Home made smoke filter for pan-seared steaks
Ok, here' s a weird one.
I've learned how to make great pan-seared steaks in my city apartment, with a kitchen lacking ventilation. High heat is the key, of course. (along with airing out the steak). This beats most steak dinners I've had in Argentina's "top rated" (tourist) steak houses and beats NYC steak houses, because the attitude doesn't come with the meal. ;)
I tape off my kitchen with plastic wrap. I wear a P100 ventillator. And I sear the steak for 1-2 minutes. It makes crazy smoke. I installed a range hood with a smoke filter, but that does a very paltry job, as you could imagine.
I am considering running another home made filter system, consisting of a box fan with an air filter taped across the front.
I've done this before, which works for general air quality, but never for smoke removal.
I know it won't be perfect, but it will help. Researching box fans, vornado fans, even commercial blowers.
Any other ideas?
Kaleokahu, Brah, what if I live in the basement?!
But seriously, maybe if I put a Vornado fan at the window, and then run some plastic, expandable ducting right up to the stove... It would be ugly and unruly, but if it packs up tight enough, it would be possible.
btw, a charcoal filter does remove smoke, just slowly. (which is the weak premise of the re-circulating range hood) I believe there some fiber-only filters which will remove smoke, too...
I don't think any type of air filter you use will actually be able to remove smoke. If you are using a pan on your stove in a windowless kitchen, I would suggest you get a portable induction unit and set it up by a window in which you have set a box fan to suck the smoke out. Simpler than trying to set up a self contained enclosed cooker.
Hill food: Urban sophisticated redneck rube goldberg toolshed is how I roll.
Neg pressure is a great idea, except I don't have an actual vent in the kitchen (which works). The hood range filter is a recirculation system (puts the air right back in the kitchen, just filtered a bit).
Weez - I don't have a window in the kitchen. This would have been the first, ideal, & optimal choice. :)
Fumes would be fine for neighbors, most people keep their windows closed, and unlike BBQ'ing, THIS smoke is a 2-minute operation.
Grey, I've found that the super high temps which naturally make a lot of smoke give the best flavor. My steak is only on the pan for 2.5 minutes max, but the smoke is still huge, oil or not.
My current idea is to get a blower and fashion a filter "wind sock" around the exhaust portion. Amazon has a decently rated, pretty high CFM blower for only $50.
Not sure if it's worth it. It would be great to get a sealed box, like a sand-blasting system, with a high-amp hot plate, and cook the whole thing in a fully contained system.

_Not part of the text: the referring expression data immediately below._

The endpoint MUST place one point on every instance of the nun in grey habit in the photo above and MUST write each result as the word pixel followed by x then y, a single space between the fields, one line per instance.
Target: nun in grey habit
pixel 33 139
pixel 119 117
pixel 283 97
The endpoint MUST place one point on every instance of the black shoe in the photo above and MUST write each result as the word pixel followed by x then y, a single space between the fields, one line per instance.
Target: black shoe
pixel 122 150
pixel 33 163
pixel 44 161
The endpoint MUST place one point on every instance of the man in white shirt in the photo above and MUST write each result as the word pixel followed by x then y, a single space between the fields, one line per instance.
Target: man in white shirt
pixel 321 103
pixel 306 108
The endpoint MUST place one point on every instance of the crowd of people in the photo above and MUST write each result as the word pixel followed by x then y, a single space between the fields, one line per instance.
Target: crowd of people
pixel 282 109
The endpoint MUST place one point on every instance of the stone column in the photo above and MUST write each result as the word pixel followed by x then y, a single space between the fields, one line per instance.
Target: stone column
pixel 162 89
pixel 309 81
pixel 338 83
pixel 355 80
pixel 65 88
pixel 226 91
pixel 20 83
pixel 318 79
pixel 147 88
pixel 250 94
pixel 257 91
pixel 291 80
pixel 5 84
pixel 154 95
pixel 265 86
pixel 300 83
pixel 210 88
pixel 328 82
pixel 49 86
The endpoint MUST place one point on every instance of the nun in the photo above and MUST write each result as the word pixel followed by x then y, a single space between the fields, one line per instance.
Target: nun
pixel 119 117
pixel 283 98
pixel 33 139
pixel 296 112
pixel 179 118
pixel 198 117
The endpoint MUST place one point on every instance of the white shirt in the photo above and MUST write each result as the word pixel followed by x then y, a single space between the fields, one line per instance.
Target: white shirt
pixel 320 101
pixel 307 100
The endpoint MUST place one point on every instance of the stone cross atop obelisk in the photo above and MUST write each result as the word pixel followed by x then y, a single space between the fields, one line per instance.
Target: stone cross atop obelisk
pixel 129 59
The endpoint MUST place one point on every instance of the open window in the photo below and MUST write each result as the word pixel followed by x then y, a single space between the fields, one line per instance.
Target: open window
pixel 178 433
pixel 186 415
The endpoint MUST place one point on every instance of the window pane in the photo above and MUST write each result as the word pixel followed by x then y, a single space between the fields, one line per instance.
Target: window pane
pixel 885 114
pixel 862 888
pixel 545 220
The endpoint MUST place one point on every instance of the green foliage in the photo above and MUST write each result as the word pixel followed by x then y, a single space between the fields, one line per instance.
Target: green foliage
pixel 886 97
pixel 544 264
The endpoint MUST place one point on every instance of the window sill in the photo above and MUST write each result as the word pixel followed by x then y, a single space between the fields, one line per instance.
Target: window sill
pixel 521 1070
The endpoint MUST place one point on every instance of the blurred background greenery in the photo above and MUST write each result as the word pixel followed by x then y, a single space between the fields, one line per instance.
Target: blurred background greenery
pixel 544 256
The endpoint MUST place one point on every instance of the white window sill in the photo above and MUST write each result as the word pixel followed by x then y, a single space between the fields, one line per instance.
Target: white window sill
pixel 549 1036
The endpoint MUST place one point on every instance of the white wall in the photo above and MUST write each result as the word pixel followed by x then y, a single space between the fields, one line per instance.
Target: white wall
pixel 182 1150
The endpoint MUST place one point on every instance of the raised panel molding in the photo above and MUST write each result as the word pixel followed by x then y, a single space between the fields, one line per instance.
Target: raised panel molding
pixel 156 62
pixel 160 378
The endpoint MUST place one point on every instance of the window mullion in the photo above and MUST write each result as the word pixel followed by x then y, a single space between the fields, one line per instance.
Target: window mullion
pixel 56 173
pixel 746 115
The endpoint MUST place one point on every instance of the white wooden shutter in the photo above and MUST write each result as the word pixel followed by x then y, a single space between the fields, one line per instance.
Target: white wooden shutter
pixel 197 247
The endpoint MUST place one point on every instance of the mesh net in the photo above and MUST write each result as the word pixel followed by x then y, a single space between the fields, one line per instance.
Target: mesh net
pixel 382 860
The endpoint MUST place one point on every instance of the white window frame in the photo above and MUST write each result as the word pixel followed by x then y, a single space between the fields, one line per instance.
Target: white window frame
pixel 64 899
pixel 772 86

I cook just for myself and prefer the pan to a grill (which I choose not to have). Since I am not trying to impress anyone, or create a beautiful presentation, I take an easier, faster, and less messy route. I let the steak come to room temperature, slice it into bite-sized pieces, and put them into a preheated and oiled pan in a single layer. The first piece is ready to be flipped by the time I get the last one into the pan. Once they are all flipped, the pan can be pulled from the burner. The steak is medium rare and ready to plate. Again, first piece in is the first to be removed. It takes maybe 2 minutes to cook a steak this way.
no idea - but I like how you think.
while you're researching, look into (I forget the exact term) negative pressure systems - you amp up the air pressure in surrounding areas so the area that's producing the smoke and has the vent exhausts first, essentially what bars in smoking cities often use between areas.
and hell hit craigslist in towns that have recently banned cigarettes, ya never know. in STL one place voluntarily went clean pre-ban and gave their system to the grandfathered dive down the street.